On a Sunday afternoon the pavement was hot: a shimmering expanse of concrete on the side of town where trees look like islands, and shade is a hard-to-find refuge. Keller's Drive-In provides a little solace from the blaring sun. Eddie is a regular who's been coming here since the place first opened in 1965, and by the looks of the signage, the peeling paint and corrugated-roof stalls pockmarked with decades of hail, things haven't changed much since. Back then he shared an apartment down on Greenville with two friends from college. Back then their motivation to come here was cheap burgers and cheep beer.

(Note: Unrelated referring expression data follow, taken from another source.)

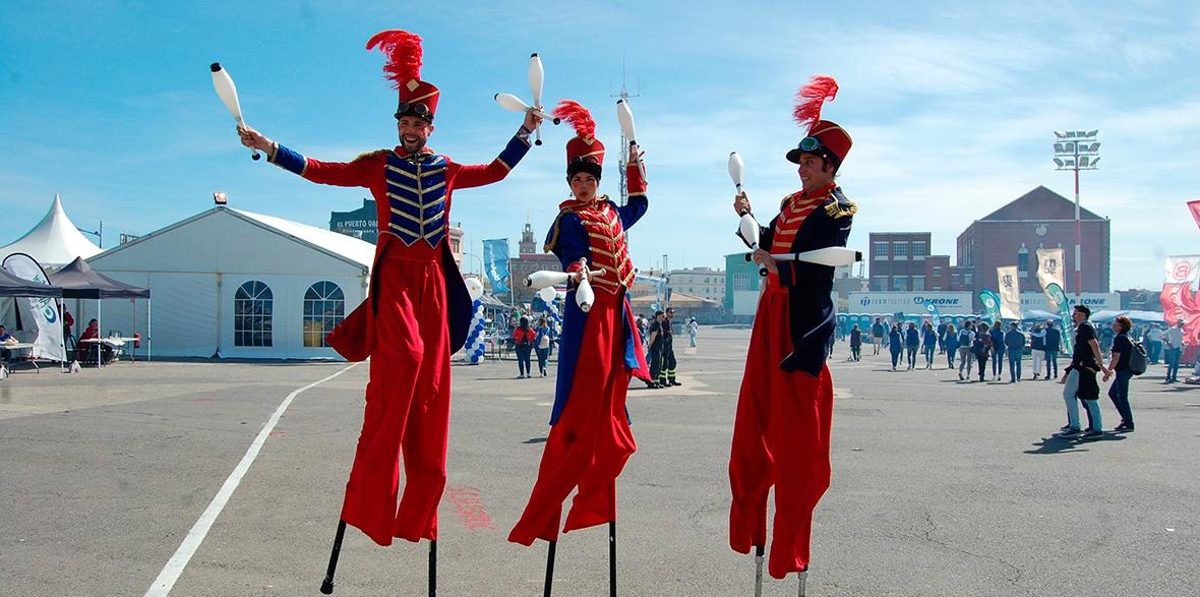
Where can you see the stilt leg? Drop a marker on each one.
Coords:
(757, 571)
(612, 559)
(433, 567)
(327, 586)
(550, 570)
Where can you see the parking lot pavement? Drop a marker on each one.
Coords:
(940, 487)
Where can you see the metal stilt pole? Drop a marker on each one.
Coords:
(612, 559)
(433, 567)
(327, 586)
(757, 571)
(550, 570)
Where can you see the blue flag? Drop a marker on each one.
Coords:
(496, 264)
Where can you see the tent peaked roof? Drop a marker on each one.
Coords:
(54, 241)
(79, 281)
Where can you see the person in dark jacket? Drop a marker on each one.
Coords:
(1014, 343)
(1119, 367)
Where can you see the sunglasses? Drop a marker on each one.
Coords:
(420, 109)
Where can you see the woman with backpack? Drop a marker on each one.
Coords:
(522, 339)
(981, 349)
(1119, 366)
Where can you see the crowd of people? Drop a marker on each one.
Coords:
(988, 350)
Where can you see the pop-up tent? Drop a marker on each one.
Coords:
(79, 281)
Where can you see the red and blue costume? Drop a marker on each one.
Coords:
(415, 317)
(591, 439)
(785, 404)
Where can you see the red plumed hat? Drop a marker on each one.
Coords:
(825, 138)
(585, 152)
(403, 68)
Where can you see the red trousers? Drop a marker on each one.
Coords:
(780, 438)
(407, 403)
(591, 442)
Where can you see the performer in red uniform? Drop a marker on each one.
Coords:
(785, 405)
(591, 439)
(419, 308)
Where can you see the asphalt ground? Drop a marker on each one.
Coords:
(941, 488)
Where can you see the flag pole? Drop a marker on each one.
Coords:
(612, 558)
(433, 567)
(550, 570)
(757, 571)
(327, 586)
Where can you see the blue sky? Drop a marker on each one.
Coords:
(952, 107)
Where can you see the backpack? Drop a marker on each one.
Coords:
(1138, 359)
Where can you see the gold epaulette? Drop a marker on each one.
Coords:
(369, 155)
(553, 237)
(840, 206)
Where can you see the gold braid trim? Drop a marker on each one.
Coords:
(369, 155)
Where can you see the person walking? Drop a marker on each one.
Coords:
(1014, 344)
(1173, 350)
(589, 439)
(1119, 368)
(856, 343)
(877, 333)
(1079, 377)
(982, 350)
(952, 344)
(1054, 344)
(523, 338)
(966, 349)
(911, 344)
(1038, 349)
(929, 343)
(895, 344)
(997, 349)
(781, 435)
(419, 311)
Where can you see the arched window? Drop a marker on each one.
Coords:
(252, 307)
(324, 307)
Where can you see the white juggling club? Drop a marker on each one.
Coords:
(537, 77)
(543, 278)
(585, 296)
(228, 94)
(513, 103)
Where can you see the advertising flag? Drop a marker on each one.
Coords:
(1050, 271)
(990, 301)
(43, 312)
(1009, 293)
(1059, 297)
(496, 263)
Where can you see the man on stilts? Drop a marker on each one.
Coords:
(591, 439)
(785, 404)
(418, 311)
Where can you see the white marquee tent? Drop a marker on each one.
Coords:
(237, 284)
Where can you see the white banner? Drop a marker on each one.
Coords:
(885, 302)
(1009, 293)
(1050, 271)
(41, 313)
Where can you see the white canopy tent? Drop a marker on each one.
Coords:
(237, 284)
(54, 241)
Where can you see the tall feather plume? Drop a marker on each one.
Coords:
(403, 50)
(811, 97)
(579, 118)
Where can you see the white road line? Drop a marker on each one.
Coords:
(171, 573)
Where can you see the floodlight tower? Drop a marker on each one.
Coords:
(1077, 150)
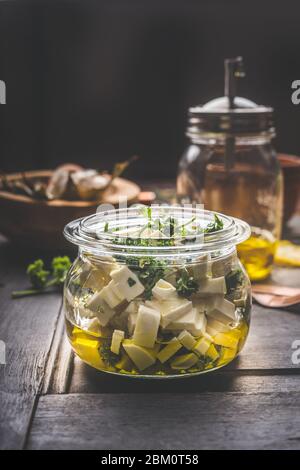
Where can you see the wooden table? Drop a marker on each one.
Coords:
(49, 400)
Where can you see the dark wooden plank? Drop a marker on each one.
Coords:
(266, 418)
(59, 368)
(268, 350)
(26, 326)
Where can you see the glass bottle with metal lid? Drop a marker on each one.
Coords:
(231, 166)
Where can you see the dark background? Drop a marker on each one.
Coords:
(97, 81)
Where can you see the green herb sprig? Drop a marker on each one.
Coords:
(186, 285)
(107, 355)
(42, 279)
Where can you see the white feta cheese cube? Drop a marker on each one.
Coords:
(202, 346)
(109, 296)
(188, 321)
(169, 350)
(200, 326)
(117, 338)
(213, 286)
(133, 306)
(132, 322)
(146, 328)
(201, 269)
(187, 340)
(223, 311)
(142, 357)
(170, 309)
(216, 325)
(126, 283)
(100, 308)
(222, 266)
(163, 290)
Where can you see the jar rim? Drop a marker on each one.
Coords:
(90, 234)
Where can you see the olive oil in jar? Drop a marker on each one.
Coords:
(257, 254)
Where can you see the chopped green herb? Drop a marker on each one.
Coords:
(148, 270)
(234, 279)
(214, 226)
(131, 282)
(107, 355)
(41, 279)
(37, 274)
(186, 285)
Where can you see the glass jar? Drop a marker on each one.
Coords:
(157, 293)
(231, 166)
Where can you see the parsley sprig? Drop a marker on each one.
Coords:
(42, 279)
(186, 285)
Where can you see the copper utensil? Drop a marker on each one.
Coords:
(275, 296)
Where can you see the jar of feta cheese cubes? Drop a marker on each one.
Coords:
(157, 291)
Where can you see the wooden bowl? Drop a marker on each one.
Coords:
(39, 224)
(290, 165)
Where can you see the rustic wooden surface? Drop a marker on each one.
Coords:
(49, 400)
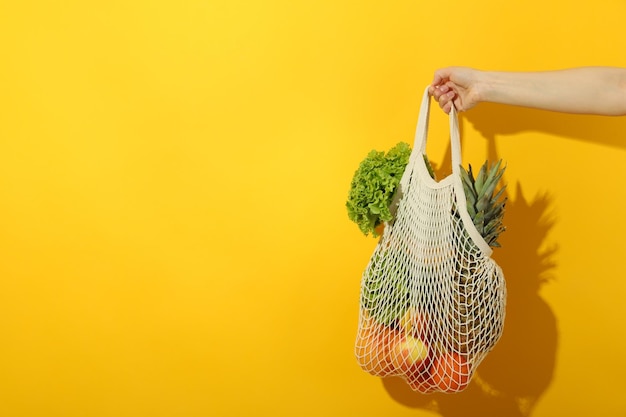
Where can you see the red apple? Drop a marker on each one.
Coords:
(410, 355)
(373, 347)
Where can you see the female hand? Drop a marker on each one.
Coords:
(455, 85)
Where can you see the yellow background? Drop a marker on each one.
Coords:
(173, 174)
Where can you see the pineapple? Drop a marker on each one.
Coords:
(476, 310)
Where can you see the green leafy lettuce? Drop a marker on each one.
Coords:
(373, 186)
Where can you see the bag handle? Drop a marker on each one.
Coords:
(421, 133)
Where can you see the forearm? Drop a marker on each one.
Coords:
(589, 90)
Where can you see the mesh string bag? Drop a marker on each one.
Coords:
(432, 301)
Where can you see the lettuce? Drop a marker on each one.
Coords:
(373, 185)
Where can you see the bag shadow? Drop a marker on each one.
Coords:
(519, 369)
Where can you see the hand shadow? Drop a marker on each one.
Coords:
(515, 374)
(495, 119)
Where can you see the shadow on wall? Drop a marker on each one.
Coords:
(515, 374)
(495, 119)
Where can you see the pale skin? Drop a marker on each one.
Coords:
(583, 90)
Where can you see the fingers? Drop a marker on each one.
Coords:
(444, 95)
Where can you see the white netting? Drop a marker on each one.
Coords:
(432, 299)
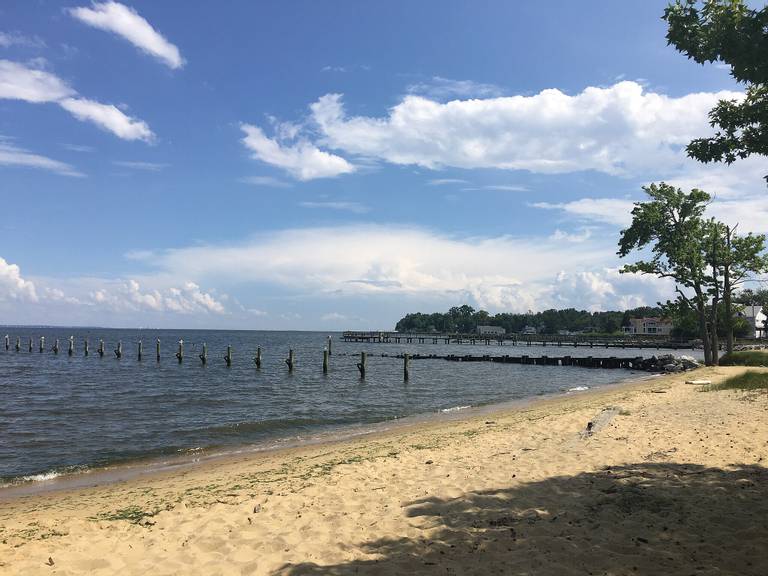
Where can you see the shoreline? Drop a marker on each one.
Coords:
(136, 468)
(669, 479)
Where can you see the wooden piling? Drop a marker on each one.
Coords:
(361, 364)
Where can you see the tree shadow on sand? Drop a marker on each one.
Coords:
(646, 518)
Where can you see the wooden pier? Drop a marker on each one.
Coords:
(575, 340)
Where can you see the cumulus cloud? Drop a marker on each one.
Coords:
(129, 295)
(267, 181)
(8, 39)
(141, 165)
(13, 286)
(128, 24)
(500, 273)
(440, 88)
(108, 117)
(614, 211)
(354, 207)
(21, 82)
(11, 155)
(738, 197)
(620, 130)
(302, 160)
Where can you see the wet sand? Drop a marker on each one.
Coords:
(670, 480)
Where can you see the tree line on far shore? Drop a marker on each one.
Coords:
(465, 320)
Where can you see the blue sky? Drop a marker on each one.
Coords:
(326, 165)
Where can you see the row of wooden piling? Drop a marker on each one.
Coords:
(257, 359)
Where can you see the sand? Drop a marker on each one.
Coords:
(671, 480)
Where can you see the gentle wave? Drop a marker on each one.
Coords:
(455, 409)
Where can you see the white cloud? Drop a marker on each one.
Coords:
(605, 210)
(499, 187)
(77, 147)
(582, 236)
(620, 130)
(607, 289)
(738, 197)
(354, 207)
(13, 286)
(127, 23)
(11, 155)
(501, 273)
(442, 88)
(108, 117)
(302, 160)
(139, 165)
(8, 39)
(20, 82)
(130, 296)
(446, 181)
(334, 317)
(267, 181)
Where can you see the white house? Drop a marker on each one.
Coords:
(656, 326)
(756, 318)
(491, 330)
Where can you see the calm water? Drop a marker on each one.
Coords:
(61, 414)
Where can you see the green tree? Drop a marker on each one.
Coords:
(671, 224)
(742, 257)
(730, 32)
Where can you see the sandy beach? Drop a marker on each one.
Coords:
(671, 480)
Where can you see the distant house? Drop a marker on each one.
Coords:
(491, 330)
(648, 326)
(756, 318)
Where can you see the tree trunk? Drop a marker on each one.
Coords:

Shirley's been coming here since 1965, too, though she comes for the tips, not the beer. She's been jotting down orders on her paper pad and serving up grease-laden trays for 46 years now -- this fall makes 47. Shirley was working the east side of the drive-in, where classic sports idled and men past their prime leaned on hot metal eating burgers wrapped in tissue-thin paper stained yellow with mustard. They drank Silver Bullets and talked about engines, paint jobs and garden tomatoes of all things. Old gardeners take the summer fruit very seriously.
I chased a napkin in the wind when an old Chevy pickup truck with three husky mixes in the back pulled up. One had one brown eye, the other blue, and they all lapped at water from impossibly small plastic cups, drooling as much as they drank. Eddie said they were wolves but I didn't believe him. Part wolves, maybe.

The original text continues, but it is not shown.